Home | Connectors | Sanity | Sanity - Air Inc. Integration and Automation

Sanity - Air Inc. Integration and Automation

Integrate Sanity Artificial intelligence (AI) and Air Inc. Cloud Storage apps with any of the apps from the library with just a few clicks. Create automated workflows by integrating your apps.

Common Integration Use Cases Between Sanity and Air Inc.

Sanity is a structured content platform used to manage reusable content for digital experiences, while Air Inc. is commonly used as a collaborative workspace for planning, organizing, and operational coordination. Together, they can support tighter content operations, faster approvals, and more consistent execution across teams.

1. Content Briefs and Campaign Requests from Air Inc. to Sanity

Direction: Air Inc. to Sanity

Marketing, product, or regional teams can create content requests in Air Inc. that automatically generate structured content tasks or draft records in Sanity. This is useful for campaign launches, product updates, and localized content production.

  • Air Inc. captures the request, deadline, owner, and required assets.
  • Sanity receives a structured content entry with the correct template and metadata.
  • Content teams work from a standardized brief instead of manually re-entering information.

Business value: Reduces intake errors, shortens content kickoff time, and improves request consistency across teams.

2. Content Approval Status Sync from Sanity to Air Inc.

Direction: Sanity to Air Inc.

When content moves through review stages in Sanity, status updates can be pushed into Air Inc. so stakeholders can monitor progress without checking multiple systems.
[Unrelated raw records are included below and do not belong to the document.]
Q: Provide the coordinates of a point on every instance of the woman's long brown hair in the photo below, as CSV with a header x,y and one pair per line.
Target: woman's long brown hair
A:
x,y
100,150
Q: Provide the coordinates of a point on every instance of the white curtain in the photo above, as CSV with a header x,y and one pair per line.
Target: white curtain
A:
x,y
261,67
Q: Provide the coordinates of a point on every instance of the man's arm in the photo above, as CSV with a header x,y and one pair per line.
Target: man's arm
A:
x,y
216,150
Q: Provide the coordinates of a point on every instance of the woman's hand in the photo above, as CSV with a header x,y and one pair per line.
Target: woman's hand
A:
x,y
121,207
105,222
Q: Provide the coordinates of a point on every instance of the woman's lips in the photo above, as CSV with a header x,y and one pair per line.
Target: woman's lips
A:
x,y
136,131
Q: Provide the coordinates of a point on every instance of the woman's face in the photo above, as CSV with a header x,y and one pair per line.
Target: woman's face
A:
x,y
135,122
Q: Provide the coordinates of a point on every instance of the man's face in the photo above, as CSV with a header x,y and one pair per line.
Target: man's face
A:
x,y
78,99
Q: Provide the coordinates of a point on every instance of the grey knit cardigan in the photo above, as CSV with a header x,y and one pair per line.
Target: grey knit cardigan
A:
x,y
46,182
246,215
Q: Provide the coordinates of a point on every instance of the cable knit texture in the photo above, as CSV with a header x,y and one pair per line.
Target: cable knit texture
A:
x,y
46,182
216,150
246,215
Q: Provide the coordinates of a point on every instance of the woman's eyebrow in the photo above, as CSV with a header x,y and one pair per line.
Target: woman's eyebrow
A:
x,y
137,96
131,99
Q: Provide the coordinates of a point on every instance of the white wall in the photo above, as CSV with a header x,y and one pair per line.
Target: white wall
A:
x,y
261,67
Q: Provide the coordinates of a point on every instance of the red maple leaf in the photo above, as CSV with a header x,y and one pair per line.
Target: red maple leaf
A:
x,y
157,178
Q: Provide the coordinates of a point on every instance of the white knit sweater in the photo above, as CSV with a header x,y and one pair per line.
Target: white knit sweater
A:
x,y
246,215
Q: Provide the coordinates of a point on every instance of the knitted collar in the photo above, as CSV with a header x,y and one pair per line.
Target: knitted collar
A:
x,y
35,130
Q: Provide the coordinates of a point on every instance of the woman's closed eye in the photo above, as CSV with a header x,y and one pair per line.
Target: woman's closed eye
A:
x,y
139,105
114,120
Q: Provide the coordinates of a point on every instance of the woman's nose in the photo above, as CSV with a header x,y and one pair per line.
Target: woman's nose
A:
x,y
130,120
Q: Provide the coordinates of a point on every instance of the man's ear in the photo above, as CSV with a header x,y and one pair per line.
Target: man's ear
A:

This is especially useful for editorial calendars and launch coordination.

  • Sanity status changes such as draft, in review, approved, or scheduled are synced to Air Inc.
  • Project managers in Air Inc. can track content readiness alongside other launch tasks.
  • Notifications can be triggered when content is approved or delayed.
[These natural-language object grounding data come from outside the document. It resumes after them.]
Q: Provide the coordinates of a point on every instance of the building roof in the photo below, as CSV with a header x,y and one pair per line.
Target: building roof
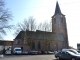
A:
x,y
57,9
40,35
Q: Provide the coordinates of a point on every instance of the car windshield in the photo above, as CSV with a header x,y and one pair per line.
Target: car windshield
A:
x,y
74,51
17,49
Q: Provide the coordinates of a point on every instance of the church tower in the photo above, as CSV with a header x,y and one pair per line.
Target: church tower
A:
x,y
59,23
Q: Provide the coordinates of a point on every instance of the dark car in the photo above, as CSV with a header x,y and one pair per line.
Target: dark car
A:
x,y
67,55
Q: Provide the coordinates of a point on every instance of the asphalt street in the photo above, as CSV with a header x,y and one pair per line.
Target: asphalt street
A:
x,y
28,57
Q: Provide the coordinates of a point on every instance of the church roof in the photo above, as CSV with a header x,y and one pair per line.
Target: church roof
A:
x,y
57,9
40,35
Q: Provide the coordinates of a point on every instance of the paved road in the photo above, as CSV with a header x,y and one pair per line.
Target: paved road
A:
x,y
28,57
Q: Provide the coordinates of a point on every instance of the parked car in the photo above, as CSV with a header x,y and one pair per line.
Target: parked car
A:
x,y
50,52
33,52
8,52
25,52
72,50
67,55
17,50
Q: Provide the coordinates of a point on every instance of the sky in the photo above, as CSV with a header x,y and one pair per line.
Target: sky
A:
x,y
43,10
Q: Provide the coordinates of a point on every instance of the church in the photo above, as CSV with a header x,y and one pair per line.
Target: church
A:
x,y
42,40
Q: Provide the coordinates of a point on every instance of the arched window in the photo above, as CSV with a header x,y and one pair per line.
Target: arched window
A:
x,y
39,45
54,20
33,45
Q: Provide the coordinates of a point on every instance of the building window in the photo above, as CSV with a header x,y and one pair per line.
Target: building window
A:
x,y
54,20
33,45
49,46
62,20
39,45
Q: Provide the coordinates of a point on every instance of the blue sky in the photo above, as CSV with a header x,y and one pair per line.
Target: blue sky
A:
x,y
43,10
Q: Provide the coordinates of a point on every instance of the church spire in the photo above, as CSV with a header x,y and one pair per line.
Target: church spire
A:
x,y
57,9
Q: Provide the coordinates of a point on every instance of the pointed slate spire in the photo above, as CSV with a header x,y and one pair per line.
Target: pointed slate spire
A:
x,y
57,9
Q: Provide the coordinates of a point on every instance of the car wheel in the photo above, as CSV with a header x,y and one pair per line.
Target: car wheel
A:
x,y
73,59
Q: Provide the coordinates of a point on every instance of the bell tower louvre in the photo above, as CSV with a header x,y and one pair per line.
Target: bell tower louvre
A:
x,y
59,23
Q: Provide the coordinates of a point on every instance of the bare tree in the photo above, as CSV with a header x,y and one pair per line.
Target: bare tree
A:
x,y
5,16
27,24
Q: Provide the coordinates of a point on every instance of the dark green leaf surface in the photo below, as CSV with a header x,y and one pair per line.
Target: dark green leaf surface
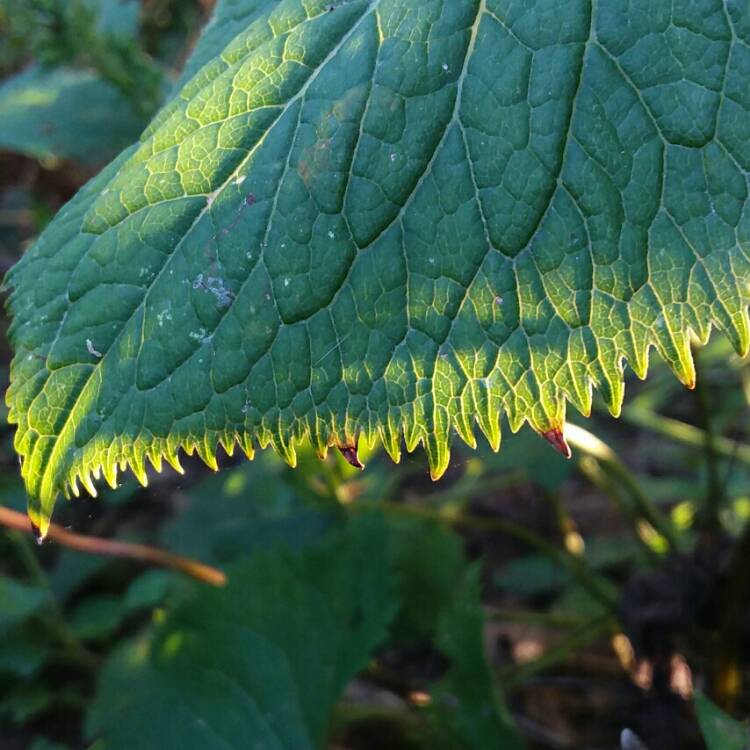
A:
x,y
720,730
19,602
467,705
65,113
380,219
259,663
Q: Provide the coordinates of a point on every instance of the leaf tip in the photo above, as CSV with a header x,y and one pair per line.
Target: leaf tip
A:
x,y
349,452
556,438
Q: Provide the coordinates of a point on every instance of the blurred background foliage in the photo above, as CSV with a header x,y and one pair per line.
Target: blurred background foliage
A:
x,y
522,602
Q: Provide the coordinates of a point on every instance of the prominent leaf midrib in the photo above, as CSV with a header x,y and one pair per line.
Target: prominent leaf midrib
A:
x,y
51,465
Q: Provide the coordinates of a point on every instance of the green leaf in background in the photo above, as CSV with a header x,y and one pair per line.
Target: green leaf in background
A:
x,y
380,219
259,663
19,601
720,731
468,707
65,113
117,17
247,508
431,566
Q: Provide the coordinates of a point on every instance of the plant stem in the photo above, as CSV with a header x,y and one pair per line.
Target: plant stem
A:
x,y
97,546
615,468
559,653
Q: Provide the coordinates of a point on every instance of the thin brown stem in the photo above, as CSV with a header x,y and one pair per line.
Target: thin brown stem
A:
x,y
97,546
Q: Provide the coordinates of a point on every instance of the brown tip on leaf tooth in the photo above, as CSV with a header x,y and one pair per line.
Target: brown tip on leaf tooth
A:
x,y
557,440
349,452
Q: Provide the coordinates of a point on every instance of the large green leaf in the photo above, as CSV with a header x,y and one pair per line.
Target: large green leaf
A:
x,y
387,218
257,664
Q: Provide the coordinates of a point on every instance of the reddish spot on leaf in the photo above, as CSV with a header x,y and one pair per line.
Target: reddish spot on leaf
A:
x,y
349,452
557,440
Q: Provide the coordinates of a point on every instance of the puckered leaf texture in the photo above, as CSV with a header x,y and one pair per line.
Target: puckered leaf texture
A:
x,y
392,218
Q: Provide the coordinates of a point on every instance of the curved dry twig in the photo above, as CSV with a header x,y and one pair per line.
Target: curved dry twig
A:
x,y
97,546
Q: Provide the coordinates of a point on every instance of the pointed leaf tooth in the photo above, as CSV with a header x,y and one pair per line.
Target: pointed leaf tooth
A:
x,y
437,445
109,470
227,443
464,427
487,416
351,454
39,518
73,484
610,381
284,449
207,453
87,483
319,439
138,467
639,361
155,457
411,432
556,438
246,443
172,457
738,333
674,347
390,436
Business value: Improves visibility for cross-functional teams and reduces follow-up emails and manual status checks.

3. Asset and Content Metadata Enrichment Between Platforms

Direction: Bi-directional

Air Inc. can store campaign context, audience segment, or launch region details that are then written into Sanity as metadata. In return, Sanity can send content identifiers, URLs, and publication details back to Air Inc. for operational tracking.

  • Air Inc. provides campaign context for each content item.
  • Sanity stores the metadata with the content record for reuse and filtering.
  • Published content links are returned to Air Inc. for reporting and coordination.

Business value: Creates a single operational view of content and campaign context, improving governance and reporting accuracy.

4. Editorial Calendar Synchronization

Direction: Sanity to Air Inc., with optional bi-directional updates

Publishing dates, content owners, and content types maintained in Sanity can be synchronized to Air Inc. to support broader planning across marketing, sales, and operations. This helps teams align content delivery with product releases and campaign milestones.

  • Scheduled publish dates in Sanity appear in Air Inc. calendars or project boards.
  • Air Inc. can reflect dependencies such as design, legal review, or localization.
  • Changes to launch timing can be updated in both systems when needed.

Business value: Reduces scheduling conflicts and helps teams coordinate around a shared release plan.

5. Localization and Regional Content Workflow Management

Direction: Bi-directional

Global teams can use Air Inc. to assign regional content work, while Sanity manages the structured localized content variants. This supports translation, legal review, and market-specific approvals.

  • Air Inc. assigns localization tasks by market or language.
  • Sanity stores each localized version as a structured content variant.
  • Approval status and completion updates flow back to Air Inc. for oversight.

Business value: Improves control over multilingual content delivery and reduces the risk of publishing incomplete regional assets.

6. Publishing Readiness and Launch Coordination

Direction: Sanity to Air Inc.

When content in Sanity reaches a publish-ready state, Air Inc. can automatically create or update launch tasks for dependent teams such as web, email, social, or customer support. This is useful for coordinated go-live events.

  • Sanity triggers launch tasks when content is approved.
  • Air Inc. assigns follow-up work to the right teams.
  • Launch checklists can include QA, legal signoff, and deployment steps.

Business value: Ensures downstream teams are notified at the right time and reduces launch delays.

7. Content Performance Feedback Loop into Operational Planning

Direction: Air Inc. to Sanity

Air Inc. can capture campaign outcomes, stakeholder feedback, or operational notes and send them back into Sanity as content performance context. This helps content teams refine templates, messaging, and reuse strategies.

  • Campaign feedback is attached to the related content record in Sanity.
  • Editors can review what worked and what needs revision.
  • Future content requests in Air Inc. can reference prior performance insights.

Business value: Supports continuous improvement and better content decisions based on operational feedback.

Overall, integrating Sanity and Air Inc. helps organizations connect content creation with operational execution, giving teams a more reliable workflow from request intake through publishing and review.

How to integrate and automate Sanity with Air Inc. using OneTeg?